I recently went to an orthopedic surgeon, who told me that he would not do a hip replacement on me because I am taking 20 mgs of methondone and 5 mgs of percoset a day. I have been in a pain clinic for 9 years and have been on pain meds almost as long. I try to keep them at a minumum. He told me that if he did the surgery that I would not be able to handle to pain after the surgery and that i would be screaming and climbing the walls because I was on the opiates. He also said that it could effect my heart, he said that he wouldn’t do it but that his assistant would do because he has more patience that he did and he didn’t have time or patience to deal with a patient that would demand the extra care. I was scared to death and thinking what if I had to have emergency surgery? Does that mean that I could die. I agreed to go off of all the opiates, which I started 4 days ago. Could someone give me some info.
This might be better off in IMHO…
but the surgeon sounds like a bit of an ass. “You can’t handle it, you’re a whiner… here, this guy who’s not as SPECIAL as I am will do the deed”.
Hopefully Qadgop and some other medical folks can pop in with better-informed commentary… but a patient who uses (not abuses) long-term opiates for medical reasons should surely be able to receive surgery as needed. This is hardly a rare occurrence.
Yeah, it might make pain control a bit more challenging. It might be better if you can go off the meds beforehand but really it shouldn’t be absolutely necessary.
Are there any competent surgeons in your area?
You build up a tolerance to the medications as you should know after all that time on those meds. The stronger the meds they have to give you the more danger there is from the side effects. I’d rather hear the guy come out and say he wouldn’t do the surgery, rather than not give the attention this needs.
This recent thread basically debunks the orthopod’s concerns.
Ask him if he’s ever “pinned a femur” on a cancer patient* who was taking long-term opiates (most orthopedic surgeons will have done so). Well, tell him to imagine you’re that patient and see what he says.

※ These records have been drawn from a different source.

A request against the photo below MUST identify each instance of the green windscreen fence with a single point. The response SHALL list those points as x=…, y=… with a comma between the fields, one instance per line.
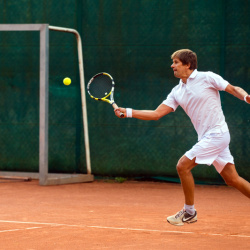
x=132, y=41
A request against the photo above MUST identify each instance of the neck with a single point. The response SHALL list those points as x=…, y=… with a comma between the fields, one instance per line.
x=186, y=76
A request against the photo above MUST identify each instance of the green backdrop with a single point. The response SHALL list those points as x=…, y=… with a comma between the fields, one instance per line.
x=132, y=40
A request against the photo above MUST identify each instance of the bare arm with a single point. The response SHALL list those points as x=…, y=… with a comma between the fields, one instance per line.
x=156, y=114
x=237, y=92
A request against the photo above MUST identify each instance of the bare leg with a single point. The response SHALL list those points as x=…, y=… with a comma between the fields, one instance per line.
x=184, y=167
x=231, y=177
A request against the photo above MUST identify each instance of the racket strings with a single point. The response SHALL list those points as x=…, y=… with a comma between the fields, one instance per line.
x=101, y=86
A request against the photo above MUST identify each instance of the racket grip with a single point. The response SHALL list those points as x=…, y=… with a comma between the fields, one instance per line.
x=115, y=107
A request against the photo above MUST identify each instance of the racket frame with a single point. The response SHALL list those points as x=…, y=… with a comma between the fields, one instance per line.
x=111, y=93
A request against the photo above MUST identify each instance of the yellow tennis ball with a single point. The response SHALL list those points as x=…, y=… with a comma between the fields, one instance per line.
x=67, y=81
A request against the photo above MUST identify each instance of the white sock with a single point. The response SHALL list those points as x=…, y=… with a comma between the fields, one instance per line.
x=189, y=209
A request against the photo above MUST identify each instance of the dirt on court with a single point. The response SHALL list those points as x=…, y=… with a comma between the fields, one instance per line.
x=129, y=215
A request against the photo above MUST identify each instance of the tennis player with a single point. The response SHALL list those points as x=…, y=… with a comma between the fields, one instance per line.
x=198, y=94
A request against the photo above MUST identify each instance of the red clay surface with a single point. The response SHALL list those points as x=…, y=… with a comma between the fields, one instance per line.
x=129, y=215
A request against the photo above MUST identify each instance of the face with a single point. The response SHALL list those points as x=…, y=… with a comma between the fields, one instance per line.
x=180, y=70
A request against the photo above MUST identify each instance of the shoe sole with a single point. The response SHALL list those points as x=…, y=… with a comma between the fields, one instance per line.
x=181, y=224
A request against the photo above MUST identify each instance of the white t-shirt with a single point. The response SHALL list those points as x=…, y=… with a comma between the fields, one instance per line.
x=200, y=99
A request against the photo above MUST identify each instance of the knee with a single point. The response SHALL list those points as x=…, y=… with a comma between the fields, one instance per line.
x=181, y=168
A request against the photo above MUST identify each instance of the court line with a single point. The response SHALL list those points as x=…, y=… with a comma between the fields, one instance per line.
x=123, y=228
x=18, y=229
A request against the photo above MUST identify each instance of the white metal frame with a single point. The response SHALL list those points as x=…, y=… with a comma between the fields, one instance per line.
x=44, y=177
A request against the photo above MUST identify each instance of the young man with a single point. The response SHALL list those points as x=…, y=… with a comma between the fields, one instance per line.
x=198, y=94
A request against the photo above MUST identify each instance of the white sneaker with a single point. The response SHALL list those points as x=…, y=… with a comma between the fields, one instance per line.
x=182, y=217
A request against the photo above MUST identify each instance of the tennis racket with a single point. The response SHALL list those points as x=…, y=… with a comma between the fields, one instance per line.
x=100, y=87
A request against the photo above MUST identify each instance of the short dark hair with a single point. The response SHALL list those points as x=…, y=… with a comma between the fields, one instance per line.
x=186, y=56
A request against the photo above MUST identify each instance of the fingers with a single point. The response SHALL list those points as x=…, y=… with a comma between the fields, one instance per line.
x=119, y=111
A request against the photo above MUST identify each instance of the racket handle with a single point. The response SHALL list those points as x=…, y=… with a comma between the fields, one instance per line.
x=115, y=107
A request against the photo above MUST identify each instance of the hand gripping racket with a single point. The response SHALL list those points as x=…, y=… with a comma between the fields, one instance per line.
x=100, y=87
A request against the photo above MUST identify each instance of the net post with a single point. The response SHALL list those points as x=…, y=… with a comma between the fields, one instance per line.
x=83, y=94
x=44, y=104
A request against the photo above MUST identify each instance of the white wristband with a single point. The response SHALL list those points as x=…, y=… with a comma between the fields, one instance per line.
x=245, y=99
x=129, y=112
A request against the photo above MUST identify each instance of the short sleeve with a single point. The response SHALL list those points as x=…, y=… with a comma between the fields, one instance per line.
x=217, y=81
x=171, y=101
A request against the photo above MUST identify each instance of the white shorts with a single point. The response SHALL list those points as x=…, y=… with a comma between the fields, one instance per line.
x=212, y=149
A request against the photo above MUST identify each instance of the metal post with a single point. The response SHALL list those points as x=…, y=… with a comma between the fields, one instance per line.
x=83, y=95
x=44, y=104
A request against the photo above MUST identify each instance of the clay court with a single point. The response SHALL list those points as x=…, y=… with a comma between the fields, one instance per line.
x=110, y=215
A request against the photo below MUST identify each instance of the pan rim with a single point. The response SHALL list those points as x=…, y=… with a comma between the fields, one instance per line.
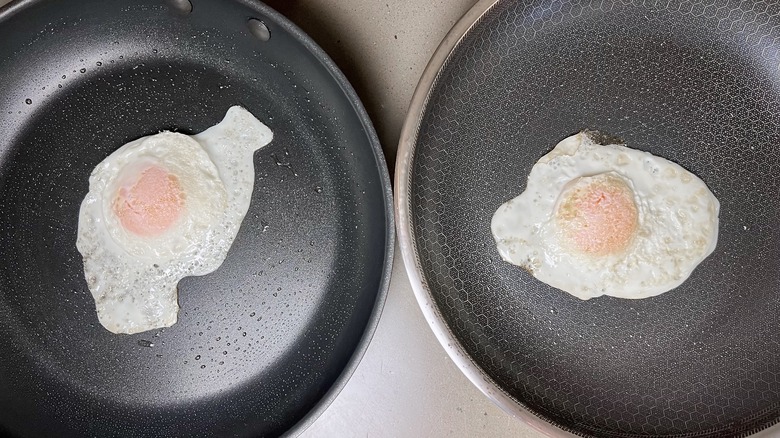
x=402, y=203
x=8, y=10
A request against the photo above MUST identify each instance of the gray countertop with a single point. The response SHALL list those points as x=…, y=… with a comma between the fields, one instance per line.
x=406, y=385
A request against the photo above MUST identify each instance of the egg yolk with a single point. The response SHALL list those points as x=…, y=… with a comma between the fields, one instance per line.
x=152, y=204
x=597, y=215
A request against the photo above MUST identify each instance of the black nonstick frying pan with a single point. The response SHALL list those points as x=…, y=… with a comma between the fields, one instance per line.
x=265, y=342
x=696, y=82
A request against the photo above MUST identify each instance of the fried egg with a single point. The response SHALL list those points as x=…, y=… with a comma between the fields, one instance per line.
x=161, y=208
x=608, y=220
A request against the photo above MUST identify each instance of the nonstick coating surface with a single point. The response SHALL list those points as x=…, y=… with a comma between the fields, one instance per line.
x=280, y=325
x=694, y=82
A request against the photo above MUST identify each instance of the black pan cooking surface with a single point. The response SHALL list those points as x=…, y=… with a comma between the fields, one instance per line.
x=263, y=343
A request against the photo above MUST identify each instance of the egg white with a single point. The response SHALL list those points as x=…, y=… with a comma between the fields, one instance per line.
x=677, y=214
x=133, y=279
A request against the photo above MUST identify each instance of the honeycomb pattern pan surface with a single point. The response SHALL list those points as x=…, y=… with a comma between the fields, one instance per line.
x=696, y=82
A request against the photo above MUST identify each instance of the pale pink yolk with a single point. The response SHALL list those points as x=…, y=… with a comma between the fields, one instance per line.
x=597, y=215
x=152, y=204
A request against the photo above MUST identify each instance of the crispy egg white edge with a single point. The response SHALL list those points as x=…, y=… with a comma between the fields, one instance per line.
x=157, y=306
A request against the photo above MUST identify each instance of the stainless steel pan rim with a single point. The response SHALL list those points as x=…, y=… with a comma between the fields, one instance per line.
x=402, y=204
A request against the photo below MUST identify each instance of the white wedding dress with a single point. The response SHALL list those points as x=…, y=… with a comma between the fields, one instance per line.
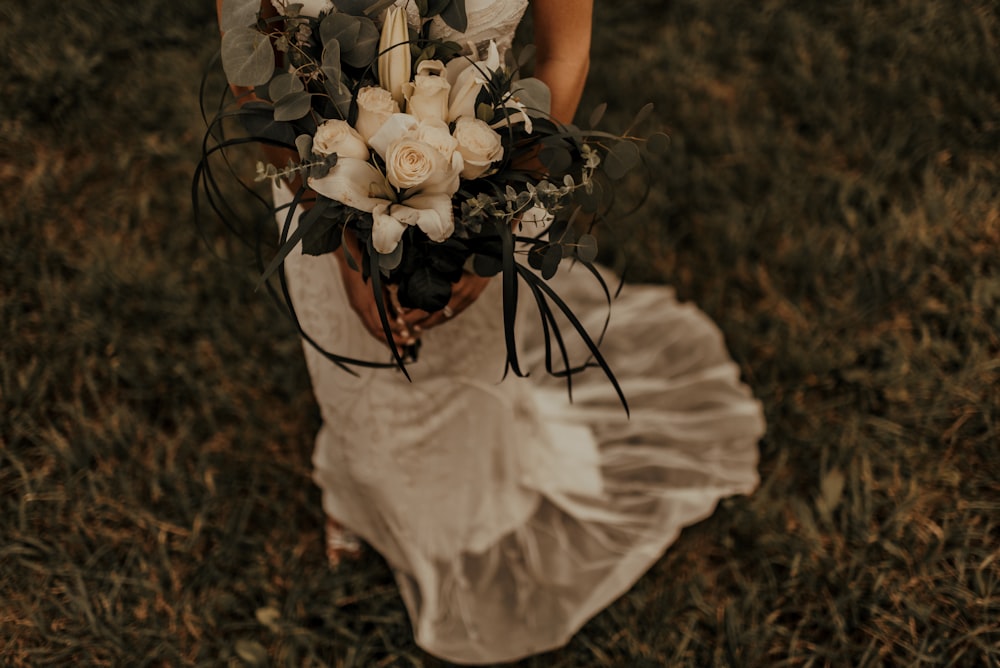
x=509, y=515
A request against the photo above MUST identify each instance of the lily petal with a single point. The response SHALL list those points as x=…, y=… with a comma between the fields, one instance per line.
x=396, y=127
x=432, y=213
x=353, y=182
x=386, y=230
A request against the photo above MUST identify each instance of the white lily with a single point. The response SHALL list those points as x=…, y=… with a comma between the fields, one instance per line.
x=394, y=54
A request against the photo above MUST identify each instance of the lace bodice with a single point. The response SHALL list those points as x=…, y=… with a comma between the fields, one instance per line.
x=488, y=20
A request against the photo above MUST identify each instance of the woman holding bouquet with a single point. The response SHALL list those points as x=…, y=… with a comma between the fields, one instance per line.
x=509, y=515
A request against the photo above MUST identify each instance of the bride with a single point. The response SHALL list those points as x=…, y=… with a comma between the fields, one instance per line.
x=509, y=515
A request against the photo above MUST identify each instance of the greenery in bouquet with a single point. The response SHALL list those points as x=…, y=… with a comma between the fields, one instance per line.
x=435, y=156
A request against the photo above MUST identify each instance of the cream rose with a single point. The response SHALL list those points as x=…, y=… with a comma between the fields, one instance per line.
x=427, y=95
x=411, y=163
x=479, y=145
x=339, y=137
x=375, y=107
x=439, y=136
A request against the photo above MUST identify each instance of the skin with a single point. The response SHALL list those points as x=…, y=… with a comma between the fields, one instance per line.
x=562, y=43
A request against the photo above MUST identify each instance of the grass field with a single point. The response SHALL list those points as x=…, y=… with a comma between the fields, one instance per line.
x=831, y=198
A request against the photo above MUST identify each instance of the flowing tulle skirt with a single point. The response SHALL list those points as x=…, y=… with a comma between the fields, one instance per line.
x=509, y=515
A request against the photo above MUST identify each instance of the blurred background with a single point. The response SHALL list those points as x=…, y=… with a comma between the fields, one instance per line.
x=830, y=198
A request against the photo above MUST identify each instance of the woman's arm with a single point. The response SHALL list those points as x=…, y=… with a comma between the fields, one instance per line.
x=359, y=291
x=562, y=43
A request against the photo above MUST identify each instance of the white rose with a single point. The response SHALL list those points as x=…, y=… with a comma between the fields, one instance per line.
x=439, y=136
x=339, y=137
x=375, y=107
x=467, y=79
x=410, y=163
x=386, y=230
x=427, y=95
x=479, y=145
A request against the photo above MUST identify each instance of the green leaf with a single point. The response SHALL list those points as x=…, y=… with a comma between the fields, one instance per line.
x=342, y=28
x=247, y=57
x=622, y=157
x=238, y=14
x=484, y=112
x=534, y=95
x=486, y=265
x=389, y=261
x=435, y=7
x=365, y=46
x=555, y=158
x=292, y=106
x=597, y=114
x=454, y=15
x=303, y=143
x=284, y=84
x=586, y=248
x=658, y=143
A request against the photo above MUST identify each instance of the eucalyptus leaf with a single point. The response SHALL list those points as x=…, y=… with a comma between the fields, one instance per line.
x=342, y=28
x=365, y=46
x=622, y=157
x=550, y=261
x=247, y=57
x=534, y=95
x=454, y=15
x=258, y=120
x=590, y=201
x=284, y=84
x=292, y=106
x=238, y=14
x=425, y=289
x=641, y=115
x=586, y=248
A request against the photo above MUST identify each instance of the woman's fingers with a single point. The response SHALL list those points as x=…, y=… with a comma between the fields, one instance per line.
x=464, y=292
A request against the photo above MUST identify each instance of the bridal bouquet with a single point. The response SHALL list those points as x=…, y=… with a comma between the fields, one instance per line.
x=435, y=157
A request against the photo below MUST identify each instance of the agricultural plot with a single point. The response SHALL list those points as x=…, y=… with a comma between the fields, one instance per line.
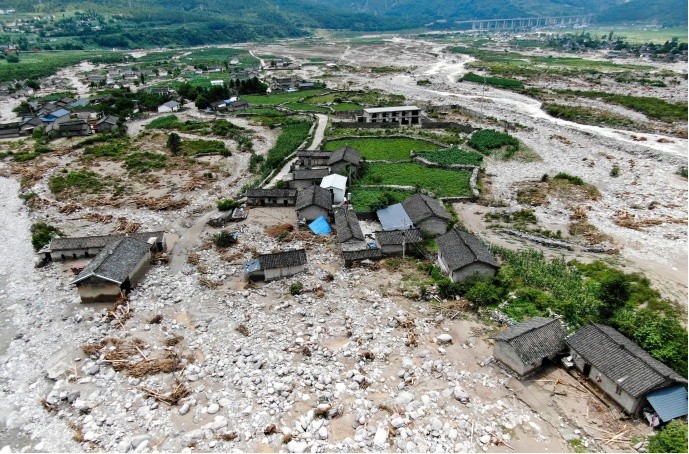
x=382, y=148
x=441, y=182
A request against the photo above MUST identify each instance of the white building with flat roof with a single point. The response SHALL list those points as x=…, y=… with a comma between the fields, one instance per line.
x=402, y=115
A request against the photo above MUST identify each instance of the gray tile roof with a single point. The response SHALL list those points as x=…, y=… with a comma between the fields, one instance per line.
x=460, y=249
x=348, y=228
x=96, y=242
x=621, y=360
x=397, y=237
x=314, y=195
x=346, y=154
x=282, y=259
x=362, y=254
x=271, y=193
x=535, y=339
x=310, y=174
x=115, y=261
x=420, y=207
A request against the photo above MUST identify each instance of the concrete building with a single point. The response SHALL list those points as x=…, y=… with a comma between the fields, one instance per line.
x=626, y=372
x=396, y=242
x=269, y=267
x=427, y=214
x=271, y=197
x=462, y=255
x=314, y=202
x=524, y=347
x=337, y=184
x=302, y=179
x=401, y=115
x=115, y=270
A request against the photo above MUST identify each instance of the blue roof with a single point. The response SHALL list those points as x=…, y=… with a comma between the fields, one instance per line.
x=670, y=402
x=394, y=218
x=320, y=226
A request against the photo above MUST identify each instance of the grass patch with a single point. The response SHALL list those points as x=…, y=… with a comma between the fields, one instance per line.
x=656, y=108
x=452, y=156
x=370, y=199
x=393, y=149
x=81, y=180
x=441, y=182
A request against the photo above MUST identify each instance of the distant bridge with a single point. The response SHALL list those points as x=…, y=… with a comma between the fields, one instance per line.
x=523, y=23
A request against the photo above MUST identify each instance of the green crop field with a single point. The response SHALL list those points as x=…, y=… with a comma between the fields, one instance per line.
x=275, y=99
x=441, y=182
x=371, y=199
x=382, y=148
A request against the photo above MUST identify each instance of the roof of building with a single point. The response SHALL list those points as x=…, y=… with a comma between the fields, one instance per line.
x=334, y=181
x=390, y=109
x=309, y=174
x=460, y=249
x=670, y=402
x=535, y=339
x=346, y=154
x=398, y=237
x=282, y=259
x=394, y=217
x=115, y=261
x=348, y=228
x=97, y=242
x=420, y=207
x=314, y=195
x=271, y=193
x=362, y=254
x=621, y=360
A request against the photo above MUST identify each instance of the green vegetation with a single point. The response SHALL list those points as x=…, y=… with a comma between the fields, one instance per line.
x=372, y=199
x=651, y=107
x=587, y=115
x=391, y=149
x=671, y=438
x=496, y=81
x=81, y=180
x=486, y=140
x=452, y=156
x=193, y=147
x=143, y=162
x=42, y=233
x=441, y=182
x=227, y=204
x=290, y=138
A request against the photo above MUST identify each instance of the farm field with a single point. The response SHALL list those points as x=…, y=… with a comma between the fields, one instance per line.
x=441, y=182
x=392, y=149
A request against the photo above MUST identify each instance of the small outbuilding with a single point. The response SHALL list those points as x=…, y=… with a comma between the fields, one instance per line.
x=271, y=197
x=337, y=184
x=526, y=346
x=461, y=255
x=314, y=202
x=269, y=267
x=628, y=374
x=115, y=270
x=427, y=214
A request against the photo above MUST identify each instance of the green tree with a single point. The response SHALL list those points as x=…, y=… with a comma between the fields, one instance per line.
x=174, y=143
x=671, y=438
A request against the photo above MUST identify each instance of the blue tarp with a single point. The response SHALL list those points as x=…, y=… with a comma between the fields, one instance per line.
x=670, y=402
x=394, y=218
x=320, y=226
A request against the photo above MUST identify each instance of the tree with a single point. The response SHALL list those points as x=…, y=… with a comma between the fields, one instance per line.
x=174, y=143
x=671, y=438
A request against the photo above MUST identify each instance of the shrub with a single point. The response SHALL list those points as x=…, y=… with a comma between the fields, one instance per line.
x=41, y=234
x=227, y=204
x=296, y=288
x=224, y=239
x=671, y=438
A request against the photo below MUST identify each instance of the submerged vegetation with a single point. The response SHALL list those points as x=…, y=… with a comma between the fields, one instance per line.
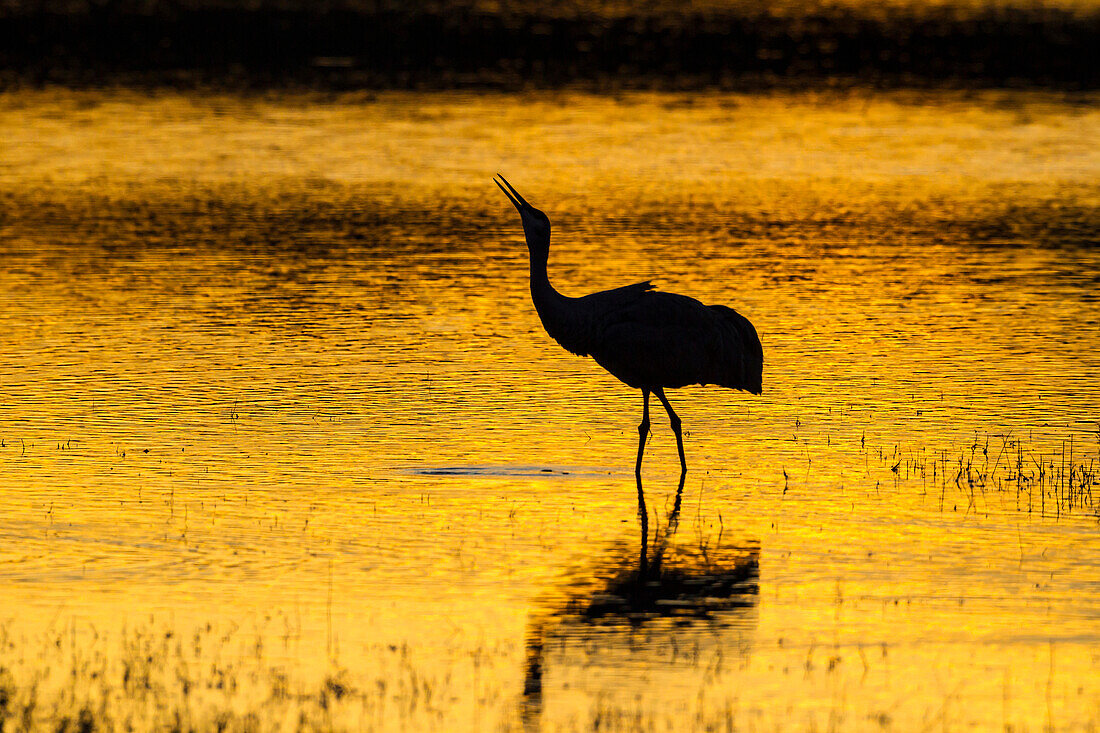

- not to rarely, cancer spreads to the femur (the biggest bone in the leg and body). Before it causes a fracture there simply as a result of the patient walking on the leg, surgeons will go in and prophylactically pin it.
You also build up a tolerance to the “side effects”, only one of which is potentially lethal - suppression of breathing. In any case, if it’s still a concern, it’s exceptionally simple to monitor for - you can gradually increase the dose of opiate keeping an eye on the breathing rate, not increasing any more if the breathing slows down below a certain threshold. Or, you can slap a basic oxygen monitor on, which is done all the time for all types of patients who may have breathing/oxygen problems.
They do that because of the higher risk of the side effects. I didn’t say it couldn’t be dealt with or she shouldn’t get surgery with a different doctor.
I do believe a second opinion might be called for here. That’s what they’re for.